The President of the United States said that on Saturday he had a conversation with Chinese President Xi Jiping on trade issues and the parties made great progress. Trump said that if a trade deal is prepared, it will be comprehensive and cover all contentious issues. The Wall Street Journal reported, citing the sources, that representatives of the United States and China are starting to develop a trade deal that could ease tensions between countries.

On the first day of the new year, trading was not conducted, and on Wednesday, January 2, the indices held the first trading session - 2019 in positive territory, because of the growth of the conglomerates sector and the base materials sector. In addition, US President Trump said that the stock market had “failed”, and the quotations will move to growth after the conclusion of a new trade agreement with China. Certain pressure on the markets was made by the data on China and the United States. The PMI index for the manufacturing sector of China from Caixin in December, the index fell to 49.7 points, for the first time since May 2017, being below the 50 points mark, which separates the growth in activity from its decline. Meanwhile, the December PMI for the US manufacturing sector reached its lows in more than 12 months, while the confidence of American manufacturers fell to its lowest level since October 2016.

The next day, the dynamics changed the direction and the US stock markets declined markedly. The reason was the largest drop in the key indicator of enterprise activity over the past ten years, which caused predictable negative reaction from investors. Market participants did not fully digest the news from Apple about the decline in profits. Apple CEO Tim Cook on Thursday published a letter to investors in which he lowered the forecast for technology giant revenues in the first quarter to $ 84 billion from $ 89- $ 93 billion previously expected. The company also reduced gross margin expectations to about 38%, compared to 38% - 38.5% previously predicted. Apple blamed a number of factors for lowering forecasts, including the weakness of the Chinese economy and disappointing iPhone revenues. Meanwhile, a report published by the Institute for Supply Management (ISM) showed that in December, activity in the US manufacturing sector sharply decreased, and turned out to be lower than economists' forecasts. The manufacturing PMI fell in December to 54.1 points from 59.3 points in November. The index reached a minimum since August 2016 and recorded the largest decline since 2008. Analysts had expected this figure to drop to 57.8 points.

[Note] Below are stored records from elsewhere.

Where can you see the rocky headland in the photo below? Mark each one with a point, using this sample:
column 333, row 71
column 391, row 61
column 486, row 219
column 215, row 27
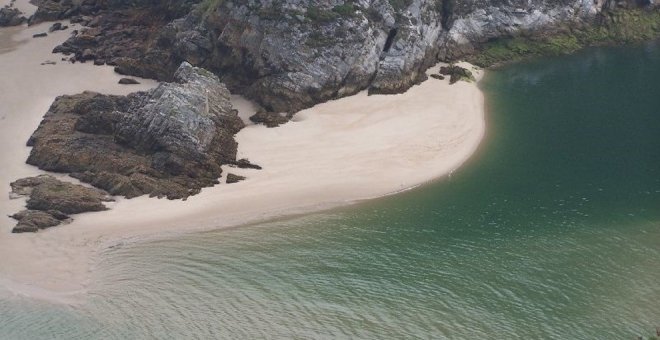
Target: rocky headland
column 291, row 54
column 286, row 55
column 168, row 142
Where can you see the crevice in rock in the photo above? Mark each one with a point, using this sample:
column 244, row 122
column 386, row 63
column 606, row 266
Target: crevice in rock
column 390, row 39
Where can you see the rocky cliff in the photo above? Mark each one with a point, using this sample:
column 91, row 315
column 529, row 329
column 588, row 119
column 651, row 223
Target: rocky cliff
column 168, row 142
column 291, row 54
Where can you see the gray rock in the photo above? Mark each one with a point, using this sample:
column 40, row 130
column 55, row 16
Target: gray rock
column 168, row 142
column 128, row 81
column 231, row 178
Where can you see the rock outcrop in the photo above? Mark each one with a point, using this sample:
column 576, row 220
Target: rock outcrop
column 10, row 16
column 168, row 142
column 51, row 201
column 291, row 54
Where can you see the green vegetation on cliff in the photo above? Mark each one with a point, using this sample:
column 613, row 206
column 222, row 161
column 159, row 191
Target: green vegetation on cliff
column 615, row 27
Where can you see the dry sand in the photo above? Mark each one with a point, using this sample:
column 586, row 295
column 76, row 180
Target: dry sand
column 333, row 154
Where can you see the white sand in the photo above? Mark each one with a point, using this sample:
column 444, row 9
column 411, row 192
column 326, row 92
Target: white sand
column 333, row 154
column 22, row 5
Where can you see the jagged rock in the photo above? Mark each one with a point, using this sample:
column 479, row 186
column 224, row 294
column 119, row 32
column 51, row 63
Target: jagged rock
column 10, row 16
column 128, row 81
column 245, row 164
column 292, row 54
column 270, row 119
column 167, row 142
column 456, row 73
column 231, row 178
column 30, row 221
column 57, row 27
column 48, row 193
column 51, row 201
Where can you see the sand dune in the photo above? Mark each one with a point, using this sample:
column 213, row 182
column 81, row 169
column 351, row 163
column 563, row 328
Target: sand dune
column 335, row 153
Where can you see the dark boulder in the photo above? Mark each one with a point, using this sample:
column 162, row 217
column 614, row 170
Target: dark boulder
column 128, row 81
column 168, row 142
column 231, row 178
column 270, row 119
column 10, row 16
column 456, row 73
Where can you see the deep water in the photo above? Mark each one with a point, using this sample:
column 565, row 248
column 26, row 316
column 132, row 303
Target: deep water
column 550, row 231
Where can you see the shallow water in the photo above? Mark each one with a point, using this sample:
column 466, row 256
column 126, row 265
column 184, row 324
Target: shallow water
column 552, row 230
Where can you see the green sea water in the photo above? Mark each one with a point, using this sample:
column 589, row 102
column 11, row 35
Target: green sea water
column 550, row 231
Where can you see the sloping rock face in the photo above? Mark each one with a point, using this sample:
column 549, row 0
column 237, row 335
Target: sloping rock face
column 291, row 54
column 168, row 142
column 10, row 16
column 51, row 201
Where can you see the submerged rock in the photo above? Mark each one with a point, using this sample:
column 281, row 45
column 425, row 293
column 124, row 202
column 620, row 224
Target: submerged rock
column 168, row 142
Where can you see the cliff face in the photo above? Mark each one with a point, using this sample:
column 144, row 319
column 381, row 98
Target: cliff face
column 291, row 54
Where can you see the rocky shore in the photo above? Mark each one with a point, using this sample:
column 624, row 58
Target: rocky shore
column 51, row 202
column 286, row 55
column 168, row 142
column 292, row 54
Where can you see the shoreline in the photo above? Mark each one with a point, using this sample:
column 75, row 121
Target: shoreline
column 333, row 154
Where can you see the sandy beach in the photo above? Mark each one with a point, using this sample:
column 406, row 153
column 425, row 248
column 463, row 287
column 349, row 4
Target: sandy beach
column 333, row 154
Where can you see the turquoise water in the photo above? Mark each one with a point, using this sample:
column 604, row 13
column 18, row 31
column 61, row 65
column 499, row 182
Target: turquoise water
column 551, row 231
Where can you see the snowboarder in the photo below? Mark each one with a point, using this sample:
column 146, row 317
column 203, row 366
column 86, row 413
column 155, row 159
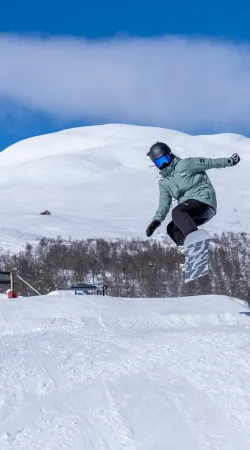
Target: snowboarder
column 186, row 181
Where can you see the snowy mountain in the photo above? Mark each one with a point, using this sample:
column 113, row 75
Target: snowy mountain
column 94, row 373
column 97, row 182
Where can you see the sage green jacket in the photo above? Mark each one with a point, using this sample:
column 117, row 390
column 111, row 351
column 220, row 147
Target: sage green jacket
column 186, row 179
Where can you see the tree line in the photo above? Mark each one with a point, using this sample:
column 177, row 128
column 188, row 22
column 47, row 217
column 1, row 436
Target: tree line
column 131, row 268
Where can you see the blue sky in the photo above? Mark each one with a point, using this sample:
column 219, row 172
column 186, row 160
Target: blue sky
column 120, row 67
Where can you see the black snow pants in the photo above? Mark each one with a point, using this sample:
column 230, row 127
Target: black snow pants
column 186, row 217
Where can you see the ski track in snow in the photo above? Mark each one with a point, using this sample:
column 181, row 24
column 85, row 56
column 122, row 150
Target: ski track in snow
column 103, row 383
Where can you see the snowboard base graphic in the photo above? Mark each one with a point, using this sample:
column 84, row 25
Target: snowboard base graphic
column 196, row 246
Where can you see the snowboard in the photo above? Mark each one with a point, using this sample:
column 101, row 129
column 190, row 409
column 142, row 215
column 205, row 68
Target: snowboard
column 196, row 246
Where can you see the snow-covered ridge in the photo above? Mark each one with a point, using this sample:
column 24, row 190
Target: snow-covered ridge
column 97, row 182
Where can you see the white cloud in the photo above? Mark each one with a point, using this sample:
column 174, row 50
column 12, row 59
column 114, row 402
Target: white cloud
column 179, row 83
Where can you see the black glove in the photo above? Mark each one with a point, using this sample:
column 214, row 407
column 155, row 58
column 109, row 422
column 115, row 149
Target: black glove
column 235, row 159
column 152, row 227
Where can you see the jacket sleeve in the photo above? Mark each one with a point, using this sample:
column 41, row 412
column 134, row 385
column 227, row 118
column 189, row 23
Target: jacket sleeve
column 165, row 202
column 202, row 164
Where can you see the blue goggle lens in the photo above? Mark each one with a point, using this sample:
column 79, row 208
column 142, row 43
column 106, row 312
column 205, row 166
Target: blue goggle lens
column 163, row 159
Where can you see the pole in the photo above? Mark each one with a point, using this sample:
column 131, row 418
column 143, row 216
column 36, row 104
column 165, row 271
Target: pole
column 11, row 281
column 20, row 278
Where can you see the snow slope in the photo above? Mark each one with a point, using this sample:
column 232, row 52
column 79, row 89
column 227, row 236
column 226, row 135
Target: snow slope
column 94, row 373
column 97, row 182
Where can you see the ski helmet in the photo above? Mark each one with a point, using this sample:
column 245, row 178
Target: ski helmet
column 161, row 154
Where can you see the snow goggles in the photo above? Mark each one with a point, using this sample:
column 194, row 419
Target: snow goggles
column 163, row 159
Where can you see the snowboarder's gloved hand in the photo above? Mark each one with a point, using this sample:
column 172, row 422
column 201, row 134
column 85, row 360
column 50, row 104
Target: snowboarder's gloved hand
column 235, row 159
column 152, row 227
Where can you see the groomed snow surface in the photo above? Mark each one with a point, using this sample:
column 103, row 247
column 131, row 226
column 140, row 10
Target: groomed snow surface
column 96, row 181
column 94, row 373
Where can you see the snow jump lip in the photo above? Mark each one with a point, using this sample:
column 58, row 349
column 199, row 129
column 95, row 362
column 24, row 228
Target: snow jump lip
column 155, row 322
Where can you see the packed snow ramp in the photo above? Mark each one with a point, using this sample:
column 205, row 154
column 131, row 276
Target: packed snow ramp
column 98, row 373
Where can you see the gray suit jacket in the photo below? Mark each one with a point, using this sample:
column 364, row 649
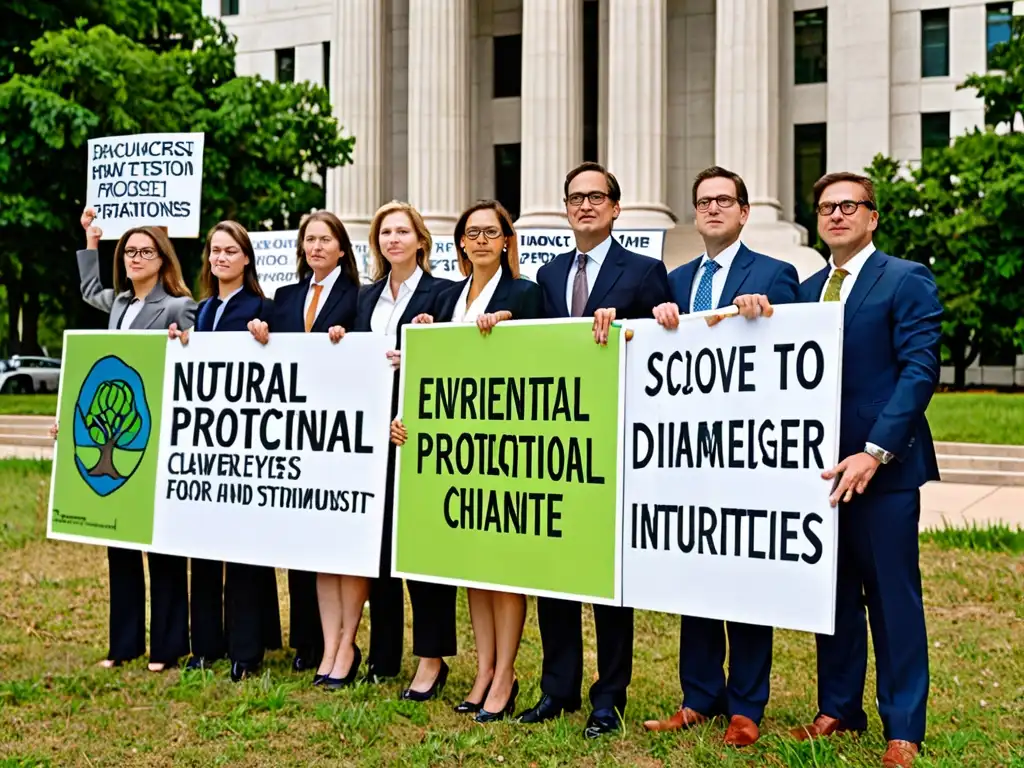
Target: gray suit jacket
column 159, row 309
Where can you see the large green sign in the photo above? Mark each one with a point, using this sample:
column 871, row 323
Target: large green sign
column 105, row 468
column 510, row 478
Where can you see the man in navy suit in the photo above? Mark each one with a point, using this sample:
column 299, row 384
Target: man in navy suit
column 890, row 370
column 726, row 269
column 600, row 279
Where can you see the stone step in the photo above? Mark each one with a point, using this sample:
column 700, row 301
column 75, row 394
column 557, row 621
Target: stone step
column 979, row 449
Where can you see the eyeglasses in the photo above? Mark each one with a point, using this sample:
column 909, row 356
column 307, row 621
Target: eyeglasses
column 146, row 253
column 596, row 199
column 492, row 232
column 848, row 207
column 724, row 201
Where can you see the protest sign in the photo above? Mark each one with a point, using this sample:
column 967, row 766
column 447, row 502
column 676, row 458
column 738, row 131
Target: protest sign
column 727, row 432
column 146, row 179
column 225, row 449
column 509, row 478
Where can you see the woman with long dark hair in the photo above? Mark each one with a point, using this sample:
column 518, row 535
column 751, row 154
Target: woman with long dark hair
column 148, row 293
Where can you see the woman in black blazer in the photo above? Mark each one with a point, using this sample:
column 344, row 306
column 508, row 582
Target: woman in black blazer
column 232, row 297
column 493, row 292
column 325, row 296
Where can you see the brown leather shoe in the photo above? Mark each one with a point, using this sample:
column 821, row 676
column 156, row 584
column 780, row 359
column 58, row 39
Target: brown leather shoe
column 741, row 731
column 899, row 755
column 684, row 718
column 822, row 726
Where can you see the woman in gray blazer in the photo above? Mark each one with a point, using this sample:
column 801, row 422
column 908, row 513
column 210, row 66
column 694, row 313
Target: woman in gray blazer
column 148, row 294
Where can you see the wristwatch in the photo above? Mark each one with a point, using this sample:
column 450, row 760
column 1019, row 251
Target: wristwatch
column 881, row 455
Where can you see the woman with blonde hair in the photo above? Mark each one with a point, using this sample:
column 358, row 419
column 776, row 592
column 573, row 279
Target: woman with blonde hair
column 493, row 292
column 148, row 293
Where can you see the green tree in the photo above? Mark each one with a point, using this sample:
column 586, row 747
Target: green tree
column 138, row 66
column 113, row 421
column 961, row 212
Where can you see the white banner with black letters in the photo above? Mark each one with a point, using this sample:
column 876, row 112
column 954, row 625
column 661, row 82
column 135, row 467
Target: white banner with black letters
column 728, row 430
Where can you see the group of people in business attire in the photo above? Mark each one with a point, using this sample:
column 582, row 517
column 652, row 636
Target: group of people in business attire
column 890, row 369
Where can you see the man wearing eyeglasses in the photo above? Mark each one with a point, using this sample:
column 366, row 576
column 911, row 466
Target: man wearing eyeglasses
column 716, row 280
column 602, row 280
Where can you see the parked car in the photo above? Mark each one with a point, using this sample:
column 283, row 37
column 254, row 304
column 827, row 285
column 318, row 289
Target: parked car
column 26, row 374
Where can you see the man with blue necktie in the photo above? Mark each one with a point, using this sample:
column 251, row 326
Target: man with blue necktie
column 715, row 281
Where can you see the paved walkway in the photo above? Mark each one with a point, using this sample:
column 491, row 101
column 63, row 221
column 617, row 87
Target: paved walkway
column 941, row 503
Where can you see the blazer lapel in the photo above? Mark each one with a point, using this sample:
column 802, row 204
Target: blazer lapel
column 738, row 272
column 609, row 273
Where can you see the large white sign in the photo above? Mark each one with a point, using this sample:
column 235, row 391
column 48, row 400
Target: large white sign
column 274, row 455
column 537, row 247
column 727, row 432
column 147, row 179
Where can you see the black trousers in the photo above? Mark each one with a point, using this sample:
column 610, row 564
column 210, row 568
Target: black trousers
column 306, row 633
column 168, row 606
column 206, row 609
column 252, row 611
column 561, row 638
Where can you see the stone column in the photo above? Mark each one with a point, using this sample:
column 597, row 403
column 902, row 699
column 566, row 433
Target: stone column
column 358, row 95
column 438, row 111
column 552, row 107
column 637, row 103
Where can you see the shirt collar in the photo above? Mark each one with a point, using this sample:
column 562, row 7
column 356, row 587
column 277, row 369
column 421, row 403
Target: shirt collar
column 599, row 251
column 854, row 265
column 724, row 259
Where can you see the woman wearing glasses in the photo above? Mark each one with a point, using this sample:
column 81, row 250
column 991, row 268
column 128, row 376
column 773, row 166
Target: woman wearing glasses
column 492, row 292
column 148, row 293
column 231, row 297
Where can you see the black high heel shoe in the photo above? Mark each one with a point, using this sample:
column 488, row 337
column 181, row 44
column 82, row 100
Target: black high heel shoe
column 337, row 683
column 489, row 717
column 468, row 708
column 414, row 695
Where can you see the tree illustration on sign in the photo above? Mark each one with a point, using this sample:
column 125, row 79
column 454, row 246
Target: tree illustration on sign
column 113, row 421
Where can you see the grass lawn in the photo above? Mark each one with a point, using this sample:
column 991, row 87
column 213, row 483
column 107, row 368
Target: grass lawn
column 28, row 404
column 56, row 708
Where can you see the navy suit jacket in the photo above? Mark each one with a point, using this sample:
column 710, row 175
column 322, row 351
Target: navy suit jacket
column 631, row 284
column 750, row 272
column 339, row 307
column 890, row 367
column 517, row 295
column 422, row 300
column 243, row 307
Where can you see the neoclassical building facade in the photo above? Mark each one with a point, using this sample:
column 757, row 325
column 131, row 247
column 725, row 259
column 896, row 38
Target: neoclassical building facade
column 451, row 100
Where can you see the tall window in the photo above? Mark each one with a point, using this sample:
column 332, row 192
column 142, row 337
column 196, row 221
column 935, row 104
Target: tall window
column 935, row 43
column 285, row 65
column 811, row 46
column 934, row 130
column 508, row 66
column 507, row 167
column 809, row 158
column 998, row 20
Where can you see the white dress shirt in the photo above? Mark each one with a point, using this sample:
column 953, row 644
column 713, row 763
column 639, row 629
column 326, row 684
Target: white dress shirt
column 464, row 313
column 594, row 260
column 853, row 266
column 223, row 304
column 328, row 284
column 724, row 260
column 388, row 309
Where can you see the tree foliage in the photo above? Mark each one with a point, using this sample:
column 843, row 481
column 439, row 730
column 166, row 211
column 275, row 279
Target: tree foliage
column 83, row 69
column 961, row 212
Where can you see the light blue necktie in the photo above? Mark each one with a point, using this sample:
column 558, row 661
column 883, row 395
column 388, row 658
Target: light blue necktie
column 701, row 302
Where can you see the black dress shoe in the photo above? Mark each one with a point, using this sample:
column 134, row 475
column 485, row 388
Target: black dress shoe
column 548, row 708
column 506, row 712
column 435, row 688
column 468, row 708
column 242, row 670
column 601, row 722
column 337, row 683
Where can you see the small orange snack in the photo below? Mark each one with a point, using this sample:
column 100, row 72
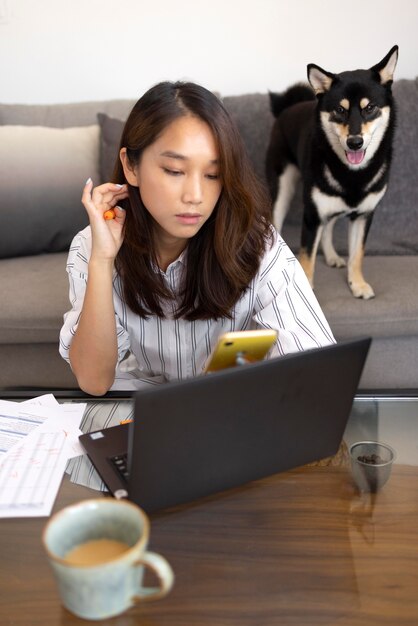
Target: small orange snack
column 109, row 215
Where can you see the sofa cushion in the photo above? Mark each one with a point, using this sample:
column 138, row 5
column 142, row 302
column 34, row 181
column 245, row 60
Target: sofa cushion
column 42, row 174
column 63, row 115
column 392, row 313
column 111, row 131
column 35, row 298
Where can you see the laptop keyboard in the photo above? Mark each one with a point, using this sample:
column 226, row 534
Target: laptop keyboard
column 120, row 463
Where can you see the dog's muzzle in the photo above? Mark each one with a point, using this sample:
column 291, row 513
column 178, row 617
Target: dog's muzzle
column 355, row 154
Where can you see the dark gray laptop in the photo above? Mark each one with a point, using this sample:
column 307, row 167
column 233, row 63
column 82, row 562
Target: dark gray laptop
column 203, row 435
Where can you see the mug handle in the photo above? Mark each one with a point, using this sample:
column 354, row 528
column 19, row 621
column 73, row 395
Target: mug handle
column 162, row 569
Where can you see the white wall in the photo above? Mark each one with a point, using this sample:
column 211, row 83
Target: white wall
column 73, row 50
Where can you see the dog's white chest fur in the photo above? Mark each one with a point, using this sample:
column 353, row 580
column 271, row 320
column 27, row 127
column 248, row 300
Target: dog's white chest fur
column 331, row 206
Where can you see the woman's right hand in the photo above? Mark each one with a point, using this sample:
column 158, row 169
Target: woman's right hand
column 107, row 235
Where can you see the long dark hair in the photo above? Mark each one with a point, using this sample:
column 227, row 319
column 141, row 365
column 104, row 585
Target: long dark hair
column 224, row 256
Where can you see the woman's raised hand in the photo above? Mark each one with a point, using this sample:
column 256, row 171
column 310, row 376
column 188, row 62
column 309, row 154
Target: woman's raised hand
column 107, row 234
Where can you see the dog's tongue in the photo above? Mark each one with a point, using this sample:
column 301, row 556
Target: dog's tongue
column 355, row 157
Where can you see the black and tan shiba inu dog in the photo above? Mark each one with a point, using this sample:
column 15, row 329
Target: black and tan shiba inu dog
column 341, row 144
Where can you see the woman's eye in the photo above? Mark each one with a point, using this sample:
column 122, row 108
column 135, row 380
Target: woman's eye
column 172, row 172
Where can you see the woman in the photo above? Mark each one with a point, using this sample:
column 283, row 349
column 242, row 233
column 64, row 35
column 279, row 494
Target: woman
column 190, row 253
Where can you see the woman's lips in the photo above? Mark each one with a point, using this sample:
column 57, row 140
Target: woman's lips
column 188, row 218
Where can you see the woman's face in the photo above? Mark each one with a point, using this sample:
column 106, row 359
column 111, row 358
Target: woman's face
column 179, row 182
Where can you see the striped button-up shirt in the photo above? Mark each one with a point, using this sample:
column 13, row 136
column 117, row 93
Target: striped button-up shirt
column 156, row 350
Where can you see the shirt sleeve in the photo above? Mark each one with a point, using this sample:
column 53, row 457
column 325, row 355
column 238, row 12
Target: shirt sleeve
column 285, row 302
column 77, row 269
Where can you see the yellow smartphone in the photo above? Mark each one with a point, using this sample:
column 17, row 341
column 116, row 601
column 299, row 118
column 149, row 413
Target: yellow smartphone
column 240, row 347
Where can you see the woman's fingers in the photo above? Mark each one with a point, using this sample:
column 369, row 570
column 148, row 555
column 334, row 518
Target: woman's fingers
column 104, row 197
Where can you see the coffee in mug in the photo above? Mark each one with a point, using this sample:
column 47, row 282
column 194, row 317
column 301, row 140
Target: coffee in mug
column 98, row 551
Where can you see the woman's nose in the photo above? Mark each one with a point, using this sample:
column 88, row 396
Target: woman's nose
column 192, row 190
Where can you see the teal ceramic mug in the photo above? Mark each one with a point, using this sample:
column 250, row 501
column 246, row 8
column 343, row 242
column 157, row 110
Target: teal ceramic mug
column 98, row 552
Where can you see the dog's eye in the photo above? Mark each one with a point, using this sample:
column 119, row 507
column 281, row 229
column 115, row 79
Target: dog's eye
column 370, row 108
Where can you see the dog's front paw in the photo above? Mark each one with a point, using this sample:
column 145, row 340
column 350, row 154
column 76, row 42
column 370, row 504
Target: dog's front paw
column 362, row 290
column 335, row 261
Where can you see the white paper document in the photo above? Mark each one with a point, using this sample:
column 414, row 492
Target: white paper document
column 41, row 436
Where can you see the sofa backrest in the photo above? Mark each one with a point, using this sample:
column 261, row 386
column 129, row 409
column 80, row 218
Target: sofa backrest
column 56, row 147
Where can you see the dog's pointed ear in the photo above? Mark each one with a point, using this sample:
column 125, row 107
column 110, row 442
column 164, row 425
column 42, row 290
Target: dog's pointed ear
column 319, row 79
column 386, row 68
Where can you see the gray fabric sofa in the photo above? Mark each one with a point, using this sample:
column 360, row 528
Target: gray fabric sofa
column 47, row 152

The week, however, ended with positive dynamic. Market participants responded to a good report on jobs in the United States, plans for new trade negotiations between the United States and China, as well as the comments from Fed Chairman Powell. American employers hired the largest number of workers in 10 months in December, while raising wages, which can help dispel the recent surge in health concerns about the economy that excited financial markets. Last month, the number of jobs in the non-agricultural sector increased by 312,000, which is the largest increase since February, as employment at construction sites has sharply decreased amid cold weather.